Camila, eu esperei esse texto. A dani me falou dele ontem, e eu torci pra que vc publicasse aqui! Mas torci sinceramente, até com certa angústia. Pelo que a dani adiantou quanto à temática, eu tinha a certeza de que iria encontrar algo cheio de impressões conflitantes, e por isso lindas! Belas porque espontâneas e transparentes, pra além do prazeroso texto.

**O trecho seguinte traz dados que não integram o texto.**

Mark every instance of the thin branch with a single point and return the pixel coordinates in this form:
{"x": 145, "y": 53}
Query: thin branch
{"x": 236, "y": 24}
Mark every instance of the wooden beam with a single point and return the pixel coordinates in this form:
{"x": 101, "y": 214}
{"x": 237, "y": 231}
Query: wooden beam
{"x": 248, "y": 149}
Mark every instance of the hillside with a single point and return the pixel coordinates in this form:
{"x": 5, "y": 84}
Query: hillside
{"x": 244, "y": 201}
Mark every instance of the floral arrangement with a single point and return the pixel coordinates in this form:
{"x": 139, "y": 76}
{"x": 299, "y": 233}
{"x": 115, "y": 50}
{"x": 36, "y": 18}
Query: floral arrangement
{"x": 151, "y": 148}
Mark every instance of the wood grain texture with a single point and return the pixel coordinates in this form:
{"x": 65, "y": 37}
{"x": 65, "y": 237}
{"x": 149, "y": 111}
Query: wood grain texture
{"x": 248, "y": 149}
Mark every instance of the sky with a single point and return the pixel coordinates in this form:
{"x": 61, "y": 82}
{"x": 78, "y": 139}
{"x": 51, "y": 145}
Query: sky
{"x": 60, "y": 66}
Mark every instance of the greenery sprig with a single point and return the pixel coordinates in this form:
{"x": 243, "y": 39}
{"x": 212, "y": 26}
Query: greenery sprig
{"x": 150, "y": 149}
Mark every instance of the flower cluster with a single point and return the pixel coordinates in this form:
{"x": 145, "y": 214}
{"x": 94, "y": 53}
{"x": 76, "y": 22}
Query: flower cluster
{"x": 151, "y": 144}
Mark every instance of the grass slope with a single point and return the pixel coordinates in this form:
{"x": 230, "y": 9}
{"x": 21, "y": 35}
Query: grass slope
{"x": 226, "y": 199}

Provavelmente vc viverá mais uns quatro anos de confusões, e elas irão lhe render momentos bons, viu!? as crises existênciais deverão ser mais constantes, mas seu mundo já é maior, cresce com cada leitura e com cada conversa.

Ah, menina!

beijos

Daniela disse...

Ah!!!!
Esse texto eu diria que você escreveu por mim, pela Elaine, pela Aline, enfim por todo mundo da FFLCH, ou quase todos. Suas metáforas são ótimas e deixam o texto muiiiito lindo!
E eu vejo vocÊ entrando naquele prédio rosa do meio e recebendo panfletos, com pessoas do ceupes falando de pessoas do dinamite e te convocando pra assembléias...é como você falou: "de forma brusca e imediata". Eu consigo te ver confusa, Camila[!!!]
O bom desse conflito é que ele te rende reflexões muito boas!
Torço pra que seja sempre assim: não se acomode, coloque seus ideais em coflito!

Érika Gibaja disse...

Ahhhh, mas vc escreve bem pra caramba, tbm! (Ou não "tbm", pq eu me acho perto de péssima... ¬¬)

Cool.

;)

Mia disse...

Budinha (:

É por tudo isso que por vezes a gente vai entrar na FFLCH militando, apresentando bons seminários, amando as aulas de documentação visual. E, por outras vezes, nós vamos sair de lá dizendo não às reuniões, não às aulas e correr em direção à pedra.

Às vezes penso que essa angústia é só o caminho para achar a medida das coisas. Ainda que as perdas pareçam inevitáveis, acredito que podemos ir vivendo conciliando tudo que nos faz bem a esse estranho universo científico.

Em um primeiro momento, a idéia de que tudo é "socialmente construído" foi contra às minhas crenças cientidicamente infundadas em mágica, música, amor. Mas eu não perdi nenhuma delas por me dar conta de que a ciência é senão também mais uma crença, que não é mais bonita que a mágica, a música, o amor. Porque todas elas são bonitas em suas maneiras próprias de nos fazer sentir, pensar e agir.

Vamos explorar todas essas seções, universos, corpos, dimensões, que se entrelaçam de formas que às vezes a gente se orgulha de conseguir explicar cientificamente e que, em outras vezes, a gente simplesmente fecha os olhos e entende sem saber explicar.

Em dois semestres dentro da USP, seu texto foi o único manifesto que me comoveu. Linda produção!